Issue #113 - Optimising Transformer for Low-Resource Neural Machine Translation
The lack of parallel training data has always been a big challenge when building neural machine translation (NMT) systems. Most approaches address the low-resource issue in NMT by exploiting more parallel or comparable corpora. Recently, several studies show that instead of adding more data, optimising NMT systems could also be helpful to improve translation quality for low-resource language cases.
In this post, we will review a paper by Araabi and Monz (2020) that explores to what extent hyper-parameter optimisation can help to improve low-resource NMT. Sennrich and Zhang (2019) investigated the best practices for low-resource recurrent NMT models. This paper focuses on the Transformer models, the most commonly used approach by both academic and industry communities nowadays.
Hyper-Parameter ExplorationMany studies (Raffel et al., 2019; Wang et al., 2019) show that increasing the number of model parameters improves performance of Transformer models with enough training data, but are those findings also the best practices for low-resource scenarios?
- Byte-Pair-Encoding (BPE) segmentation
- Architecture tuning
Biljon et al. (2020) showed that using fewer Transformer layers improves the quality of low-resource cases. In this paper, they expand the experiments to explore the effects of using a narrow and shallow Transformer by reducing:
- the number of layers in both the encoder and decoder,
- the number of attention heads,
- feed-forward layer dimension, and
- embedding dimensions.
They investigate the impact of regularisation by applying dropouts to various Transformer components:
- employ attention dropout after the softmax for self-attention and also activation dropout inside the feed-forward sub-layers,
- drop entire layers using layer dropout (Fan et al., 2020),
- drop words in the embedding matrix using discrete word dropout (Gal and Ghahramani, 2016).
ExperimentsTransformer-base and Transformer-big are used as baselines, with the default parameters and optimiser settings described in Vaswani et al. (2017). To compare with Sennrich and Zhang (2019), the first engines are trained on the same TED data from the IWSLT 2014 German-English (De-En) shared translation task (Cettolo et al., 2014). The training and validation sets are 165,667 and 1,938 sentence pairs respectively. The test set is the concatenation of the IWLST 2014 dev sets (tst2010–2012, dev2010, dev2012), which consists of 6,750 sentence pairs. Besides, they also evaluate the obtained optimised settings on Belarusian (Be), Galician (Gl), and Slovak (Sk) TED talk test sets (Qi et al., 2018) and Slovenian (Sl) from IWSLT2014 (Cettolo et al., 2012) with training sets ranging from 4.5k to 55k sentence pairs. Grid search is applied to explore the hyper-parameters for computational effectiveness.
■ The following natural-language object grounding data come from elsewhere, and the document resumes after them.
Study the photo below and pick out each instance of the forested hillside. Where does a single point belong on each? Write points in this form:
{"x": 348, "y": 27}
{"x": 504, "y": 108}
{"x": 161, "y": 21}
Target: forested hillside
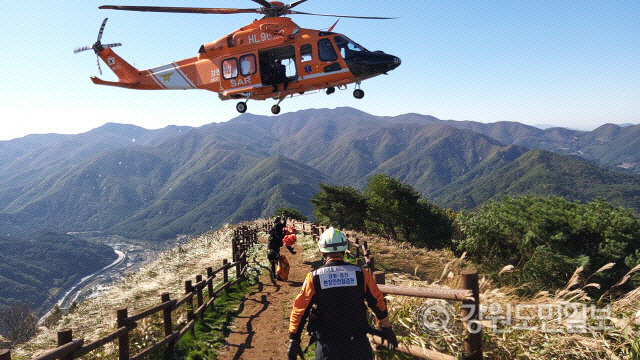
{"x": 174, "y": 181}
{"x": 34, "y": 269}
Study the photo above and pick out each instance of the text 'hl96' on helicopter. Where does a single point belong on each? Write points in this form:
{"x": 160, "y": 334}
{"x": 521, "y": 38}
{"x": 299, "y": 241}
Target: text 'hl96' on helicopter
{"x": 270, "y": 58}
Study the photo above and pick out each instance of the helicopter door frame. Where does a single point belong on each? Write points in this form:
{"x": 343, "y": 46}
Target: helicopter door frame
{"x": 267, "y": 58}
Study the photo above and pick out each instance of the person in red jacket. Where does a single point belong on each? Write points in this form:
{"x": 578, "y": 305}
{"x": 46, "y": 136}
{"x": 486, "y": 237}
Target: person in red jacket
{"x": 339, "y": 291}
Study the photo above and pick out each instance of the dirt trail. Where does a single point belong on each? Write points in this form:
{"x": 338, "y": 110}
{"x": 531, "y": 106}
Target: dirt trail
{"x": 261, "y": 331}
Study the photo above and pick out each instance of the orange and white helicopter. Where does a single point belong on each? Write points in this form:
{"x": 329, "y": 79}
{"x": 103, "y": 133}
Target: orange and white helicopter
{"x": 269, "y": 58}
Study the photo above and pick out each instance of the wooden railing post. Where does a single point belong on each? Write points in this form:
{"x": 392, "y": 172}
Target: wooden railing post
{"x": 188, "y": 289}
{"x": 166, "y": 315}
{"x": 225, "y": 273}
{"x": 210, "y": 282}
{"x": 471, "y": 312}
{"x": 65, "y": 336}
{"x": 123, "y": 340}
{"x": 199, "y": 290}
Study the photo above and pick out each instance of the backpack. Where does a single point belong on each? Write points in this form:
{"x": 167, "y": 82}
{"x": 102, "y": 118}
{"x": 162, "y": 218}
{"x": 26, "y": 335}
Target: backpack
{"x": 282, "y": 268}
{"x": 289, "y": 240}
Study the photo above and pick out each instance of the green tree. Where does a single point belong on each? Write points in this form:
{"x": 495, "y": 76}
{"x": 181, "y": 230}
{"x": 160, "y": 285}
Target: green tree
{"x": 398, "y": 211}
{"x": 546, "y": 238}
{"x": 290, "y": 213}
{"x": 341, "y": 206}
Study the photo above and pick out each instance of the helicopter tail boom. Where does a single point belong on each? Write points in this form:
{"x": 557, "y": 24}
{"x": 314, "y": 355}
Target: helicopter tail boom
{"x": 125, "y": 72}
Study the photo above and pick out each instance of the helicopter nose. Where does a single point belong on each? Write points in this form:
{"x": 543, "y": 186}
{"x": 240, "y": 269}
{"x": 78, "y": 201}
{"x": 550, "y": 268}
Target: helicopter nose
{"x": 393, "y": 62}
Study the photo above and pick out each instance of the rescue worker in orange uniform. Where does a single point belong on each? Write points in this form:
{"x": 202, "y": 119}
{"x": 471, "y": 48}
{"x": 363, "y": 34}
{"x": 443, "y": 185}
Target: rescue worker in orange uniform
{"x": 339, "y": 290}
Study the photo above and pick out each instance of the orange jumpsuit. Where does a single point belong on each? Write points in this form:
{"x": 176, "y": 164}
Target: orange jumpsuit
{"x": 339, "y": 290}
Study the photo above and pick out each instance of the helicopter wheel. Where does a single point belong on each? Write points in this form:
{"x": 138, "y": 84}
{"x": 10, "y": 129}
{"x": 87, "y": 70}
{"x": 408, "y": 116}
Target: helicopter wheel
{"x": 241, "y": 107}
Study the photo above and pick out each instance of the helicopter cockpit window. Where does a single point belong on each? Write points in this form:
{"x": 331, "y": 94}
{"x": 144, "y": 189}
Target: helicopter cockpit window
{"x": 326, "y": 51}
{"x": 230, "y": 68}
{"x": 306, "y": 53}
{"x": 247, "y": 65}
{"x": 348, "y": 48}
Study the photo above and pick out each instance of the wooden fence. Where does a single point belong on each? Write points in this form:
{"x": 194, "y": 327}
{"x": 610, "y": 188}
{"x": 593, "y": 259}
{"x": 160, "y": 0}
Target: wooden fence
{"x": 468, "y": 294}
{"x": 69, "y": 349}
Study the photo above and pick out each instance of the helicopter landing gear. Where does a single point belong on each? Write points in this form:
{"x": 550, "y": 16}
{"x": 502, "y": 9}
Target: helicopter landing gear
{"x": 241, "y": 107}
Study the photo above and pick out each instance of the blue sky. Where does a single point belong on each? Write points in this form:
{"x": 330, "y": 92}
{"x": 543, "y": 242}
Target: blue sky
{"x": 566, "y": 63}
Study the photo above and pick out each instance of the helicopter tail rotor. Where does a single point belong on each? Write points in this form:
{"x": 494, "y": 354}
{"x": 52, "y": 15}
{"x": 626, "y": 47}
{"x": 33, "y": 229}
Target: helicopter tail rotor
{"x": 98, "y": 45}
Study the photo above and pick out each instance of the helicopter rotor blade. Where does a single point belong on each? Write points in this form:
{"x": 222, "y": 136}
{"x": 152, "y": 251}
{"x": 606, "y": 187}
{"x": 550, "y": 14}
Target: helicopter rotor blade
{"x": 111, "y": 45}
{"x": 187, "y": 10}
{"x": 264, "y": 3}
{"x": 84, "y": 48}
{"x": 104, "y": 23}
{"x": 345, "y": 16}
{"x": 294, "y": 4}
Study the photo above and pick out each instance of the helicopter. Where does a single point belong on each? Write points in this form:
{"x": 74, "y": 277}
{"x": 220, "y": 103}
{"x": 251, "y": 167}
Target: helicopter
{"x": 271, "y": 58}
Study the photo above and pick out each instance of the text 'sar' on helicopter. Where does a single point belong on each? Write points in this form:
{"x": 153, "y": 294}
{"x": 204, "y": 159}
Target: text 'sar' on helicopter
{"x": 270, "y": 58}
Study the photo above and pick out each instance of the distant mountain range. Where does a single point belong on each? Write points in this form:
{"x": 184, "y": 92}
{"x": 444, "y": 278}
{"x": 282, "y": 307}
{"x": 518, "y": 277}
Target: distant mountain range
{"x": 154, "y": 184}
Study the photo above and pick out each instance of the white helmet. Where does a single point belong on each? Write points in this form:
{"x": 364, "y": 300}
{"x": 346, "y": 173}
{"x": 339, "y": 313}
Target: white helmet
{"x": 333, "y": 240}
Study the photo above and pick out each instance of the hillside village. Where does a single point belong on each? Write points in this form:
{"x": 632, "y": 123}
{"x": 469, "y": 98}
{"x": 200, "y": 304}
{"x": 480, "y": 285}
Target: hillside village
{"x": 541, "y": 215}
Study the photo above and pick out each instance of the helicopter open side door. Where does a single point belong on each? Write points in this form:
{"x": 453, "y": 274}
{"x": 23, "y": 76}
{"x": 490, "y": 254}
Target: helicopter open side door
{"x": 287, "y": 57}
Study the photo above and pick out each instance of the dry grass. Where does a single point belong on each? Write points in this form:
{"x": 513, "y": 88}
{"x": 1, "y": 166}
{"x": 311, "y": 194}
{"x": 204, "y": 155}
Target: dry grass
{"x": 409, "y": 266}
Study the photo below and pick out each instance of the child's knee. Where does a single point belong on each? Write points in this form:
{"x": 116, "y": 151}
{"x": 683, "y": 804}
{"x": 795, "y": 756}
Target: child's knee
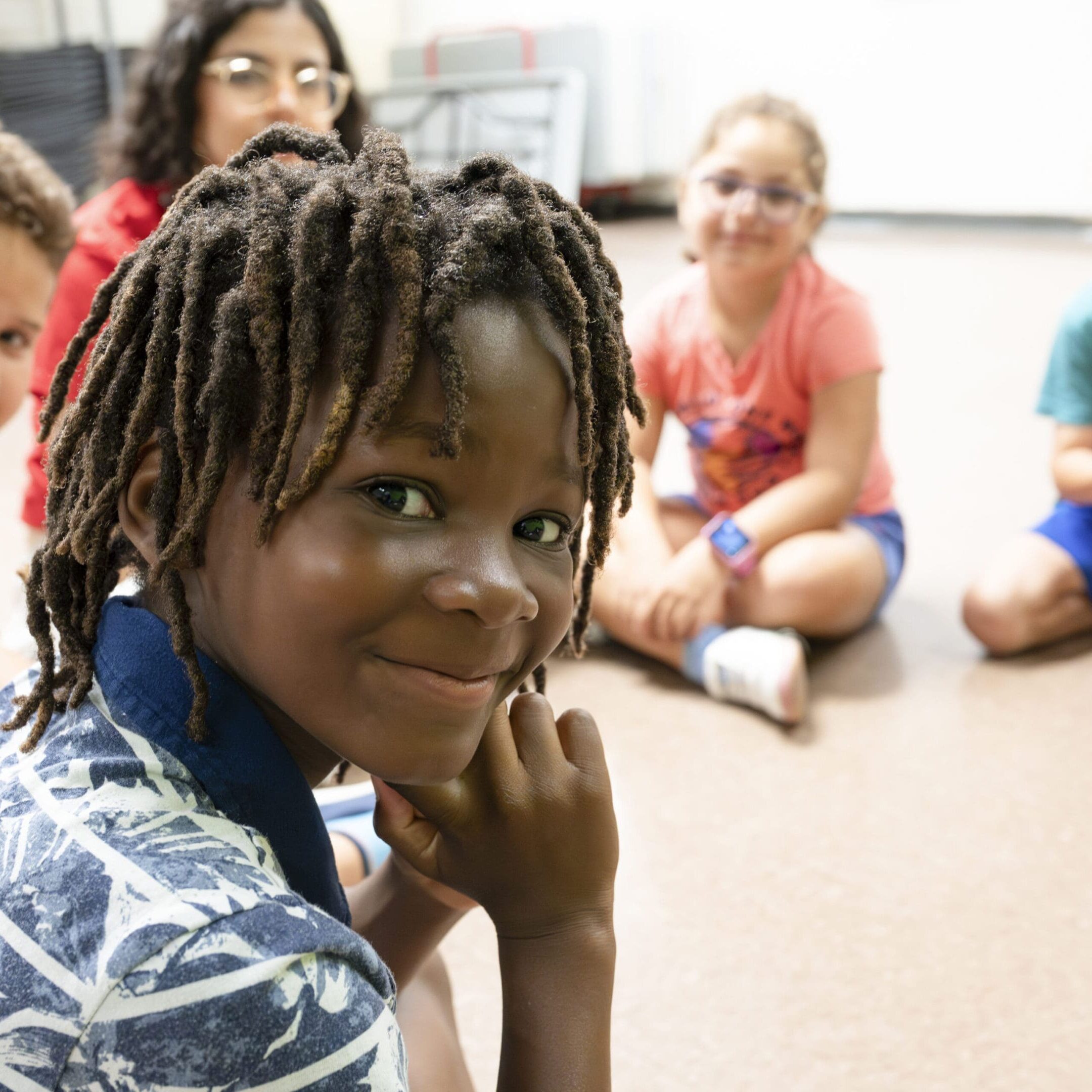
{"x": 998, "y": 618}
Results and observationsTable 1 shows the optimal settings achieved on the development data with different dataset sizes and Table 2 shows the experiment results of Transformer-base/optimised on different language pair datasets .
Table 1: Default parameters for Transformer-base and the achieved optimal settings for different dataset sizes based on the De→En development data.
Table 2: Results for Transformer-base/optimised.
According to the experiment results, the observations are:
- Compared to the big improvement achieved with the RNN model by reducing BPE merge operations (Sennrich and Zhang, 2019), the results from this paper demonstrate that the same reduction in merge operations has far less impact on the Transformer model and reducing the embedding dimension size is not effective.
- Reducing Transformer depth and width, including number of attention heads, feed-forward dimension, and number of layers along with properly increasing the rate of different regularisation techniques is highly effective (+6 BLEU) for low-resource cases.
- Increasing dropout rate, adding layer dropout to decoder, and adding word dropout to the target side, can all be helpful to improve low-resource Transformer quality, but the effect becomes less obvious with the increase in data size.
- Higher degree of label smoothing and higher decoder layer dropout rates are beneficial for smaller data sizes and less effective for larger sizes.
- Transformer requires large batch sizes even with very small datasets.
- Compared to the default Transformer learning rate scheduler, no significant improvement is observed with different learning rates and warm-up steps.
- Applying attention dropout does not result in improvements under low-resource conditions.
- The results are promising on the reverse direction EN-DE with the same IWSLT 2014 data and same optimal settings.